İnsanoğlu hastalıklara çevresel faktörler ile etkileşimi sonucu yakalanabileceği gibi genetik olarak da belirli hastalıklara yatkınlık göstererek, doğumu itibariyle de çeşitli hastalıklara sahip olabilmektedir [1]. Henüz bir tedavisi bulunmayan PKU hastalığı kalıtsal (otozomal resesif) bir hastalık olup, yeni dünyaya gelmiş bebeklerde ilk birkaç ay içerisinde semptom göstermemektedir [2]. Birkaç ayın ardından ise vücutta biriken fenilalanin sebebiyle nörolojik gelişimi etkilemeye başlamaktadır [3].
Fenilketonüri Hastalığı Nedir?
PKU hastalığı ilk kez 1934 yılında Norveçli biyokimyacı Asbjörn Fölling tarafından bulunmuştur [4]. PKU hastalığının temel sebebi, fenilalanin adı verilen amino asidin hidrosilaz enziminin olmayışı ya da yetersizliği nedeni ile metabolize edilememesi sonucu fenilalanin metabolitlerinin beyinde işlev bozuklukları yaratmasıdır [2].
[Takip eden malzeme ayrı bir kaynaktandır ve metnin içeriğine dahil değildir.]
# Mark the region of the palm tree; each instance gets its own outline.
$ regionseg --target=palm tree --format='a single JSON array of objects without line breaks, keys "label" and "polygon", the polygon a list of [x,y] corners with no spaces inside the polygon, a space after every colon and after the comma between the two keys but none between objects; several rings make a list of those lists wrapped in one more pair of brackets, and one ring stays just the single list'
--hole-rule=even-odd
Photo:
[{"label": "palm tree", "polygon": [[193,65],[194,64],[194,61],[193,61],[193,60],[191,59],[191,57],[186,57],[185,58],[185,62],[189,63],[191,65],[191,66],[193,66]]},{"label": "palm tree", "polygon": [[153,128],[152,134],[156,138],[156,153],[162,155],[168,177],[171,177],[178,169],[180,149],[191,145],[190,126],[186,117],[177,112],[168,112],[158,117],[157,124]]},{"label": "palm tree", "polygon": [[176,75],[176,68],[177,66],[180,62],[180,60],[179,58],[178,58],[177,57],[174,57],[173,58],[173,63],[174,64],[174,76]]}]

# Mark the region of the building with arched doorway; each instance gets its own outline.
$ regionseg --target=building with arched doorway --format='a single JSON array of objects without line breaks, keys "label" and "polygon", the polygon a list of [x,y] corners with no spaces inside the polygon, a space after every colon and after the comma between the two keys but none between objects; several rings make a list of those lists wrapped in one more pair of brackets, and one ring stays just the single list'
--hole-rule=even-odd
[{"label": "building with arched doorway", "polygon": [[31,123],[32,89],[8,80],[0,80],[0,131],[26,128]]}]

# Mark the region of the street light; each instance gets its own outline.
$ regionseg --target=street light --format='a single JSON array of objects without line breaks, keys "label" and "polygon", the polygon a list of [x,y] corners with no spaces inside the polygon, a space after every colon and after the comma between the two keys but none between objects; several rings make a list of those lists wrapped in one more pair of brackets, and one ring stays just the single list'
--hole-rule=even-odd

Gıdalar ile vücuda alınan bu amino asit insan sağlığı açısından oldukça önemli bir konumda yer almaktadır [5]. Gıdalarda yer alan proteinlerin hepsinde %4 ila %5 arasında bulunmakta olan fenilalanin, vücutta tirozine dönüştürülmekte, dopamin, melanin, tiroksinin yapısına katılmakta ve yapımında kullanılmaktadır [6]. Katekolaminlerin yapımında kullanılan fenilalaninden geriye kalan miktar, karaciğerde bulunan fenilalanin hidroksilaz (PAH) enzimi tarafından, tetrahidrobiopterin (BH4) kofaktörü yardımı ile tirozine hidroksile edilmektedir [7]. Hastalığın ortaya koyduğu belirtilerin sebebi ise PAH enziminin veya BH4 kofaktörünün vücutta yeteri kadar veya hiç bulunmamasıdır.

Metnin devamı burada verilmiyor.